La Nina often means some serious pain for our skiing friends south of the Mason-Dixon line and the jet stream's southeast ridge this week promises to bring another chapter of mild weather and rain to those locations. There is typically more drama concerning the impacts of the southeast ridge on Vermont and surrounding New England locations since the storm track is often lifted northward with many systems taking direct aim at General Stark and his Green Mountain companions. The arctic air provided courtesy of the negative Arctic Oscillation (AO) will take to the battlefield against La Nina's ultimate weapon (the aforementioned southeast ridge) leading hopefully to some very positive consequences as far as the upcoming weekend is concerned. I realize the drama was poured on a little thick but the Thursday storm threat is real and we should be excited to see winter storm potential such as this so early in the season.
Tuesday Teaser !!
Prior to Thursday, MRG will be impacted by what should be a rather disorganized area of precipitation late Tuesday or Tuesday night. Temperatures, particularly in the valley locations on Tuesday will warm quite significantly and in many cases may exceed the freezing mark. Precipitation in these areas may fall as a mix for a time before going to snow overnight. Aries the higher terrain, such as MRG, precipitation will be all snow and accumulations have a chance to exceed 4 inches. The snow will fall in association with a fast moving arctic cold front which will clear the areas early Wednesday and will end all precipitation by the middle to late morning. The clear skies, snow cover and light winds will set the stage for one of the colder nights of the season Wednesday night before what we hope will be some fun and games for Thursday.
Thursday's Storm !!
The fast-moving aspect of weather systems within this ambient pattern presents a challenge to the prognosticators and the Thursday's situation is no exception. The medium range guidance has been keying on a system in the southern Plains gathering moisture very quickly Wednesday night before speeding northeastward. Although it seems likely this will happen in some variety meaning the increase in clouds and the eventual accumulation of snow, the exact timing will have a big say on the end result. The usually reliable European model has been unusually unreliable for much of the fall and it seems somewhat pessimistic on moisture reaching the central and northern sections of Vermont. The GFS and Canadian model tell a different and much more appealing tale and will be one I will choose to lean to at this time. This solution has the system in question tracking from southern Illinois to southern New England. Snow would develop during the day and would fall heavily during much of the afternoon accumulating 8-16 inches as a conservative guess. Wednesday's update will have to take the more specific step on addressing accumulations and a more smaller window of start times and stop times.

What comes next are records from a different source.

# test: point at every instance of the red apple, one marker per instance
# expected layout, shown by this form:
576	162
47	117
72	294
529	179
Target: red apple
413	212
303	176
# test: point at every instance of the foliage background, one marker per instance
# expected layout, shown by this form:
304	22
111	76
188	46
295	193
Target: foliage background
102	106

Although this European model seems unwilling to give us any love for Thursday, it does follow up with a humdinger of a noreaster for the weekend. Unfortunately it is not good scientific practice to go buffet style as far as sifting through the model data is concerned and we will not do that here. For now we will stick to the idea that the dynamics and upper air jet stream support stemming from Thursday's storm will linger into the weekend and will keep the opportunity for new snow through Saturday when finally the commencement of a slight warming trend will act as a stabilizer for the atmosphere. Not bad though for a December 14-15 weekend !!
The Xmas week questions are beginning to role my way also. Don't want to get too distracted with that right now since I am exhausted but I will say though that the ensembles are not showing a fundamentally supportive pattern for cold and new snow beginning around the time for the winter solstice with the main axis of the upper air trough shifting in the west. In short, I am expecting a more adverse change in the pattern within a few days of the Solstice and we will have to hope that the arctic cold provided by the negative AO index can hold off such a change as long as possible. Even if the cold does relinquish significantly, we will not see a repeat of 06 when the mild weather completely depleted an already limited base.